By assuming that $h_n=g_{12}=g_{22}=g_{32}=g_{42}=g_{52}$, the following transcendental equations can be satisfied:

$$(h_n+k_{\mathrm{s}}^{*})e^{h_n\theta }-(h_n-k_s^{*})e^{-h_n\theta }=0 \mathrm{or} h_n\sinh (h_n\theta )+k_s^{*}\cosh (h_n\theta )=0$$

(24)

The specific forms of the coefficients ${\xi }_1$, ${\xi }_2$, ${\varsigma }_6$, ${\varsigma }_7$, ${{\xi }^{\prime }}_1$, ${{\xi }^{\prime }}_2$, ${{\varsigma }^{\prime }}_6$, ${{\varsigma }^{\prime }}_7$ are provided in Appendix A. $\theta =H/a$ denotes the slenderness of the pile, $k_{\mathrm{s}}^{*}=k_{s}a/E_s$ is the dimensionless bearing coefficient of the bottom of the soil layer.

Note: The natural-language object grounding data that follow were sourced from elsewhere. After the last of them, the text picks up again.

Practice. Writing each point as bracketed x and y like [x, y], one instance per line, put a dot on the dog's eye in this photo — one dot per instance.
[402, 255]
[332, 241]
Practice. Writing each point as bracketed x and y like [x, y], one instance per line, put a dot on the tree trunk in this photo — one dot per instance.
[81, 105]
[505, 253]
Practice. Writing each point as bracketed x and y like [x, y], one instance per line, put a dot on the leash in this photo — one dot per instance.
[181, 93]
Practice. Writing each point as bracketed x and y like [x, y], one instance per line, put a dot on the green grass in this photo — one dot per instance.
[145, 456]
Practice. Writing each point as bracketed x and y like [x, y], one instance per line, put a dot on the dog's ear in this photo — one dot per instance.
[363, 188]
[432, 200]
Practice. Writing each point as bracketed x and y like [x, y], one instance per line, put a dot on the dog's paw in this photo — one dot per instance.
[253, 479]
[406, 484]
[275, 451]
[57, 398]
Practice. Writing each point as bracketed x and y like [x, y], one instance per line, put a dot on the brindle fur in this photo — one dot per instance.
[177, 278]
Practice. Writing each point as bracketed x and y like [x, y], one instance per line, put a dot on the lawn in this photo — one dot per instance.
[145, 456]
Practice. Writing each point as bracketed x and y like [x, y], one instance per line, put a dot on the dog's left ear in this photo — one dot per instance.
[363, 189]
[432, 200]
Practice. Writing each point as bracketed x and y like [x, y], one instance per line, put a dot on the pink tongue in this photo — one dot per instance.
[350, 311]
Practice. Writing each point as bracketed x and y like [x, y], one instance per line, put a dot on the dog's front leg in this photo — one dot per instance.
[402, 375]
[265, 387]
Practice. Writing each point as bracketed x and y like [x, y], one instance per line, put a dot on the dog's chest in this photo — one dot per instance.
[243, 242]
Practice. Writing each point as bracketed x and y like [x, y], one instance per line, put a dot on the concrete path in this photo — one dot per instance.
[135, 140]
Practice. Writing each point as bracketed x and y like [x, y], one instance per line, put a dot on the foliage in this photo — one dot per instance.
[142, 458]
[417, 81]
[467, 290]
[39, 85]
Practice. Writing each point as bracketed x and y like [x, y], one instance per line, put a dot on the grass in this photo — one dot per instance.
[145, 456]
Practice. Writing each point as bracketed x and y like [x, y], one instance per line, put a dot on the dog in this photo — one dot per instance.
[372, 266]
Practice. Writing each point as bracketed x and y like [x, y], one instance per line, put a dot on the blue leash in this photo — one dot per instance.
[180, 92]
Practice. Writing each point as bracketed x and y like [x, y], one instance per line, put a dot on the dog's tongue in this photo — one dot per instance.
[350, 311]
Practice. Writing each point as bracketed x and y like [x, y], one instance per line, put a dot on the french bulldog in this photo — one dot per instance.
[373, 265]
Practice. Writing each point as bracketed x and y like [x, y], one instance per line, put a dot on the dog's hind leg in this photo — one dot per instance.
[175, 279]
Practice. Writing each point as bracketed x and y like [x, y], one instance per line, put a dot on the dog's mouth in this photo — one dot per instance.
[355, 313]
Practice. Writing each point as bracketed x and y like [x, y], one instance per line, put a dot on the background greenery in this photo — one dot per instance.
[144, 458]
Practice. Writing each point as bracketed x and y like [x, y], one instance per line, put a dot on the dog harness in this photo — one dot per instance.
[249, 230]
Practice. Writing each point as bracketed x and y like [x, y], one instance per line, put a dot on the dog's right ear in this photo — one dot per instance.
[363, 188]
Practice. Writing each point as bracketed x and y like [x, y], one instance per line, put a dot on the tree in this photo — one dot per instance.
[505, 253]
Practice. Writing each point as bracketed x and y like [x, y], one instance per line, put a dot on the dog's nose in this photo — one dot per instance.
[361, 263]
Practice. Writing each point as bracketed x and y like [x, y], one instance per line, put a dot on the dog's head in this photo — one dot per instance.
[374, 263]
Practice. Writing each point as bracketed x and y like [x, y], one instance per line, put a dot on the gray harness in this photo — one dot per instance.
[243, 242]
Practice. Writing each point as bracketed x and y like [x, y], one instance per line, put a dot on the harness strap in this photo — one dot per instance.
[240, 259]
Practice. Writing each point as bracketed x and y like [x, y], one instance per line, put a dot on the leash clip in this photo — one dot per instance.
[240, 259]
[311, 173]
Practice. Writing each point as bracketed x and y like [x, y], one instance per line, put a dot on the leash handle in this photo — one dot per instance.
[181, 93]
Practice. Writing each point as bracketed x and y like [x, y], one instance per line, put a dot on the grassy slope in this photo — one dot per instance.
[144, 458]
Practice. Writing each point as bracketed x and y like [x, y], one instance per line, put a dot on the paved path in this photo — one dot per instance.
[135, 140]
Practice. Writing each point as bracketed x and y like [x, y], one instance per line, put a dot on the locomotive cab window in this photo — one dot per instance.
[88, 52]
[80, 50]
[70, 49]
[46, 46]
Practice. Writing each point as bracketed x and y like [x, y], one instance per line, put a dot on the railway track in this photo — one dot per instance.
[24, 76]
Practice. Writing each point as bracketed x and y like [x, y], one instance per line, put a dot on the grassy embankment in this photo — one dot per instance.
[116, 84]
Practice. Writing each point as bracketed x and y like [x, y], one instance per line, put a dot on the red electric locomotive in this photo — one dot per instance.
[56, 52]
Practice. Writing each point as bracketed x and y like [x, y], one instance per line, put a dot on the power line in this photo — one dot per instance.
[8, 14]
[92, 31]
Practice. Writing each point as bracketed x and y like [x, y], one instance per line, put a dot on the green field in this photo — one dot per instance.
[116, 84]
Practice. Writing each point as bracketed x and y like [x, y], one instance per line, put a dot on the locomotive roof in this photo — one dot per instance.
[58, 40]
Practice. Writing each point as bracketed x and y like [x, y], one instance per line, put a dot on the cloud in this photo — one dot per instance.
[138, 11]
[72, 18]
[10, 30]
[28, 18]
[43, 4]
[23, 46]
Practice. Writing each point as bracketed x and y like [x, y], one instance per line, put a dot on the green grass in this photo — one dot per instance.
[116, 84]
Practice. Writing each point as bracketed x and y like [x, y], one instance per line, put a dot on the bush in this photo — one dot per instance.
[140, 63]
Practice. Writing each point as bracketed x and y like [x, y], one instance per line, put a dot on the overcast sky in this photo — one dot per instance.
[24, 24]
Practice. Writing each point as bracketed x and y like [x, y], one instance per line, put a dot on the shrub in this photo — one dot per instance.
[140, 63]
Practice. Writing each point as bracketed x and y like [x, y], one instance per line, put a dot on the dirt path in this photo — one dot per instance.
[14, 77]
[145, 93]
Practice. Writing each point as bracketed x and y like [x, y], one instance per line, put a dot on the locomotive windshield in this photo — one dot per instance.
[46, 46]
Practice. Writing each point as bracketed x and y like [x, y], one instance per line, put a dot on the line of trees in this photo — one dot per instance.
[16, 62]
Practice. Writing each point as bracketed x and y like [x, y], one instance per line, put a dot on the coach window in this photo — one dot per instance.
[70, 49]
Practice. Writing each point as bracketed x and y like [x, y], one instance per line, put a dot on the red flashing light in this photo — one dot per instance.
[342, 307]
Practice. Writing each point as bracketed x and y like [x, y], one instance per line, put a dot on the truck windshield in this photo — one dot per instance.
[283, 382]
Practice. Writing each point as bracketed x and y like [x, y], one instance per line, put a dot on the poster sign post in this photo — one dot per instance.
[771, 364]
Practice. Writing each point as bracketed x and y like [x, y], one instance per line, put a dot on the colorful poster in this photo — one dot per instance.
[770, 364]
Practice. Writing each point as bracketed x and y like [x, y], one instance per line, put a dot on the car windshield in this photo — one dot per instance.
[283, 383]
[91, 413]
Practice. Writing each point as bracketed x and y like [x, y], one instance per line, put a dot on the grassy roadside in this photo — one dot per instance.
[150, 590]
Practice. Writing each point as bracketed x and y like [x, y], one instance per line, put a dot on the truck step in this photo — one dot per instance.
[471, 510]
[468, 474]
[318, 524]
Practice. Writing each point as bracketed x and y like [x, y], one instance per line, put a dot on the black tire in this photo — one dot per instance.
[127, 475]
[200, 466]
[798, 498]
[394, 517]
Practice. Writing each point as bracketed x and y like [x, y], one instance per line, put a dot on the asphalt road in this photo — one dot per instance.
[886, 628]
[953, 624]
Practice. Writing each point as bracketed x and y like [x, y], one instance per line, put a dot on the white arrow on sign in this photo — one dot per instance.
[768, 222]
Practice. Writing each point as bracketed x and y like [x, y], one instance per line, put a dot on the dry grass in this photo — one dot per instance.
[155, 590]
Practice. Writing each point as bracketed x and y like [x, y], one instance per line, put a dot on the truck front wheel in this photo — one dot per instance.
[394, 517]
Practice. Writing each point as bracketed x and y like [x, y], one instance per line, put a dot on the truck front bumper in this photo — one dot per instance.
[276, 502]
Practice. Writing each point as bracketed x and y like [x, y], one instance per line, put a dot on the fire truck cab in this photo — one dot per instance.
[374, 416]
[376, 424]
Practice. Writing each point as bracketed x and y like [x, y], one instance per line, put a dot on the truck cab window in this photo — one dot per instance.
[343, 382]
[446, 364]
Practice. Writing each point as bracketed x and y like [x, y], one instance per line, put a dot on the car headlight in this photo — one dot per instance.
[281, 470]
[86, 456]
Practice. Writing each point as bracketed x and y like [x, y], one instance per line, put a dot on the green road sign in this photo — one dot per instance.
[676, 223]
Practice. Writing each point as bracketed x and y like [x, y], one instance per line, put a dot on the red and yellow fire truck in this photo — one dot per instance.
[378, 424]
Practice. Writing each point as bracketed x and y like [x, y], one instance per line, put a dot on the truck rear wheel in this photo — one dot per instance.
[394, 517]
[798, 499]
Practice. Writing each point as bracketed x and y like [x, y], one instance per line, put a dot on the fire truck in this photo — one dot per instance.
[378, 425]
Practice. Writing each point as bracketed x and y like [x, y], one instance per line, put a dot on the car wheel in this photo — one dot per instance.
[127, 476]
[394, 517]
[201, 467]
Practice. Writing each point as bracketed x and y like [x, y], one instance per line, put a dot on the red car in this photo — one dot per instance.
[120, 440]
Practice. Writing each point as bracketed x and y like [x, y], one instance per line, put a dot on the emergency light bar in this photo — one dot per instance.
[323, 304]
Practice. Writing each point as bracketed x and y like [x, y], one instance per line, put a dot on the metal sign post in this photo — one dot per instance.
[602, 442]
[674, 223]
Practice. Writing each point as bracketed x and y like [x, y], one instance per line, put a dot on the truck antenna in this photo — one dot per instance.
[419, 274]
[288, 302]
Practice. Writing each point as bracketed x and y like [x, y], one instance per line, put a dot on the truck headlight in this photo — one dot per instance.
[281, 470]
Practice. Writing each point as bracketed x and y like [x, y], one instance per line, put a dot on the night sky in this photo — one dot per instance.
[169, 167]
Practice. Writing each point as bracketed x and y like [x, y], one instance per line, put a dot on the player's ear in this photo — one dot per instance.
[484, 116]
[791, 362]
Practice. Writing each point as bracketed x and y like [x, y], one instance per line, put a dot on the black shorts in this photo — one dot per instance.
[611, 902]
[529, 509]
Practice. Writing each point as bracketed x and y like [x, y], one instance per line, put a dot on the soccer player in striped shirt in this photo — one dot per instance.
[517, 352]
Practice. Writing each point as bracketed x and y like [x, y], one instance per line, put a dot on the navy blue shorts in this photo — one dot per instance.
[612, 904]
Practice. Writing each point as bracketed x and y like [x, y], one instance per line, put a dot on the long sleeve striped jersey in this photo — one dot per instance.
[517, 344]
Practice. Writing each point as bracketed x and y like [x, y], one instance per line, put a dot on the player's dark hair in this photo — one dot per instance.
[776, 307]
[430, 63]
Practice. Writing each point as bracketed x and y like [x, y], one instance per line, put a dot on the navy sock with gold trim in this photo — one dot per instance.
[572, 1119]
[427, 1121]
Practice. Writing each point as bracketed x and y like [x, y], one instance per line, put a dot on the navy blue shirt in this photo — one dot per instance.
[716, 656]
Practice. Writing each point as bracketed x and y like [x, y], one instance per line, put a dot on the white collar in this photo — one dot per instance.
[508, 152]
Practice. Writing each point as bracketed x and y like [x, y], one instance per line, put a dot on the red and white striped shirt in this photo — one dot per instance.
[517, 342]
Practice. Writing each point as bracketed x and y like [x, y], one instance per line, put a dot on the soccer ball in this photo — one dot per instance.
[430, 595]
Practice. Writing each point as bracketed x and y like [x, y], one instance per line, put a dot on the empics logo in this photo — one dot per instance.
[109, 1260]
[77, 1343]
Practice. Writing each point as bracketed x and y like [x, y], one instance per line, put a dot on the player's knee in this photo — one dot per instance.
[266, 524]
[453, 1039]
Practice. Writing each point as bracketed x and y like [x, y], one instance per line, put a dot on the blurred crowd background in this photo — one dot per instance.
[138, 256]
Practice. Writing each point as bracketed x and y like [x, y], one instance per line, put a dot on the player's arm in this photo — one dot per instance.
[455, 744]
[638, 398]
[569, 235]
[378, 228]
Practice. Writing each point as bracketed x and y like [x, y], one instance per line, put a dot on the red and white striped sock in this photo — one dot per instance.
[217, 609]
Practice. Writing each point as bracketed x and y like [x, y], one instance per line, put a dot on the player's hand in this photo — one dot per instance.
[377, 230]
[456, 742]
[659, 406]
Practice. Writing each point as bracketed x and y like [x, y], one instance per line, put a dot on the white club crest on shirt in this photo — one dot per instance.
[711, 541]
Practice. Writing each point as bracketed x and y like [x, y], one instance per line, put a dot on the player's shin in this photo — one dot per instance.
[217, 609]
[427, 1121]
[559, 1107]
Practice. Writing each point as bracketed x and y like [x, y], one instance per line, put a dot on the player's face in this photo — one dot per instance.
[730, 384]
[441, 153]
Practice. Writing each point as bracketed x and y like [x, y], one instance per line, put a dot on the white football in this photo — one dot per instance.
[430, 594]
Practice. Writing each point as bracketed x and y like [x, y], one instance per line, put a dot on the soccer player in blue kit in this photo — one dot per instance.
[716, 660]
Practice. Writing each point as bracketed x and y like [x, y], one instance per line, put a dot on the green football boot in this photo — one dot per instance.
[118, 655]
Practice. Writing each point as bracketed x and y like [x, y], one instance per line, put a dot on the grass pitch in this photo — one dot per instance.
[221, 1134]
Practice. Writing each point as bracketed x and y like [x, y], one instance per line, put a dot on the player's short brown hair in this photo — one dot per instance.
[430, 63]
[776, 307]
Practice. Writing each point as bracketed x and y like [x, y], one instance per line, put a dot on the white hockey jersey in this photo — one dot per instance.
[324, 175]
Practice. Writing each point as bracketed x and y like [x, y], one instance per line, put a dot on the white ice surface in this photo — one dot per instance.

The vertical vibration of the pile, described by Equation (6), can be solved by using the Laplace transformation and can be expressed in a dimensionless manner as:

$$\frac{{\mathrm{d}}^2{\overline{w}}_{\mathrm{b}}}{\mathrm{d}{\overline{z}}^2}-\frac{{\rho }_b^{*}{\delta }^2}{E_{\mathrm{b}}^{*}}{\overline{w}}_{\mathrm{b}}+\frac{2}{E_{\mathrm{b}}^{*}}[{\tau }_{zr}^{(s)}(1,z)+{\tau }_{zr}^{(i)}(1,z)]=0$$

(25)

where ${\left.{\overline{\tau }}_{zr}^{(s)}\right|}_{\overline{r}=1}+{\left.{\overline{\tau }}_{zr}^{(i)}\right|}_{\overline{r}=1}={\displaystyle \sum _{n=1}^{\infty }}[({\eta }_{1n}+{\eta }_{3n})C_1^{(f)}+({\eta }_{2n}+{\eta }_{4n})C_3^{(f)}]\cosh (h_{n}z)$, ${\rho }_b^{\ast }={\rho }_b/{\rho }_{11}$, $E_b^{\ast }=E_b/{\mu }_{11}$.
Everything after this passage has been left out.